Generalisation Bounds of Zero-Shot Economic Forecasting Using Time Series Foundation Models
Round 1
Reviewer 1 Report
Comments and Suggestions for AuthorsThe paper is generally well-written, yet the novelty is limited due to the focus on testing existing models rather than proposing new models to solve the problem. More importantly, the work does not address a significant problem/challenge. Questions like "how does the issue pose a challenge to researchers if the paper's work does not exist?" should be answered, and the paper's contributions would diminish if other researchers can also address the research gap without much effort.
I am not quite convinced why testing "out-of-the-box, pre-trained TSFMs" is so important. If we know we could most likely get a better solution based on the out-of-the-box version, why stick to the out-of-the-box? Why would this work be that important in this case?

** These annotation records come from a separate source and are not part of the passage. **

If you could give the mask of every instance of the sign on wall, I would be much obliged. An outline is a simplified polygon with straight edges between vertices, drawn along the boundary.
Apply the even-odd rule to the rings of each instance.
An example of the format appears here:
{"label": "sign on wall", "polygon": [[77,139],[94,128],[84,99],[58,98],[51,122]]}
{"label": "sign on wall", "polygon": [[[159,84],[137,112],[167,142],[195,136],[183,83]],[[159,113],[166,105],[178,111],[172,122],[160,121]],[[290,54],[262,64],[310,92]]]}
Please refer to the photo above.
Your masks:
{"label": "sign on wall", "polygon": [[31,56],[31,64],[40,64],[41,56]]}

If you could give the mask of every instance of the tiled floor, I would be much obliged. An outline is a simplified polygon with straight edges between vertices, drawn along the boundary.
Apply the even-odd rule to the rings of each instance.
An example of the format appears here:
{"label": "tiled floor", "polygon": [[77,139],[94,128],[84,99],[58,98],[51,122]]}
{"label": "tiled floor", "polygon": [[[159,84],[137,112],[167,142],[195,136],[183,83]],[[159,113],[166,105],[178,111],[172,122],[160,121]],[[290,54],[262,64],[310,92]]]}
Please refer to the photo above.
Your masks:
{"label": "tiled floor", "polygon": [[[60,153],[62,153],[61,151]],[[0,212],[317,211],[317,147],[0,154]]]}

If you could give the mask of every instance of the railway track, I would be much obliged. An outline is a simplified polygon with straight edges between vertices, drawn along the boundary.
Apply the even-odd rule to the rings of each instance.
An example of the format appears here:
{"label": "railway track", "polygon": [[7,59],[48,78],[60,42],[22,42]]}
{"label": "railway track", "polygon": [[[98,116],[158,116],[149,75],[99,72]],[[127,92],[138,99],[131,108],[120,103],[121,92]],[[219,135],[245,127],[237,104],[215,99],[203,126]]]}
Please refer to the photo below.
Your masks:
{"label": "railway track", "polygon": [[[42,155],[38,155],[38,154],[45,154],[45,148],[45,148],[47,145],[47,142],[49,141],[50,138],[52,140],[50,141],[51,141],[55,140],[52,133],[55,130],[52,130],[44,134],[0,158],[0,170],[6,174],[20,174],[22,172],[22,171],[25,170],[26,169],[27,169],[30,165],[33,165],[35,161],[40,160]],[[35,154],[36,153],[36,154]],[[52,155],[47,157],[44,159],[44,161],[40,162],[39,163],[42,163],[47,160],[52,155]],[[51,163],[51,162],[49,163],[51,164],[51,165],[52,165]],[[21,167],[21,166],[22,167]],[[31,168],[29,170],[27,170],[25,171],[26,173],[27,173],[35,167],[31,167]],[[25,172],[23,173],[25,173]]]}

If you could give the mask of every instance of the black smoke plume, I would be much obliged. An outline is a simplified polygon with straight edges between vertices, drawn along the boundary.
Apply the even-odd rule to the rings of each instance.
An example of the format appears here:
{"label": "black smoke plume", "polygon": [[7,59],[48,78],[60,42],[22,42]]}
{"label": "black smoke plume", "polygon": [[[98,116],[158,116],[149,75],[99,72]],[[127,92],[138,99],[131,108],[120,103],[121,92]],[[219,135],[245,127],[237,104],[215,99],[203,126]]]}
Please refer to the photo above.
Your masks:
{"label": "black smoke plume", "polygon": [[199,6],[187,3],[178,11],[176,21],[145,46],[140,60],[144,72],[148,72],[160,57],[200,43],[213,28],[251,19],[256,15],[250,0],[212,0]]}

A similar question is about the "zero-shot setting" of transfer learning. If few-shot or other settings are more practical, then why is the zero-shot setting specifically of interest?
The work has used "LSBoost" and "Factor Model" as state-of-the-art baselines. However, they were proposed around 4 years ago. I wonder if more recent baseline methods exist.
Author Response
Dear Reviewer,
Thank you for the thoughtful and constructive reviews of our manuscript.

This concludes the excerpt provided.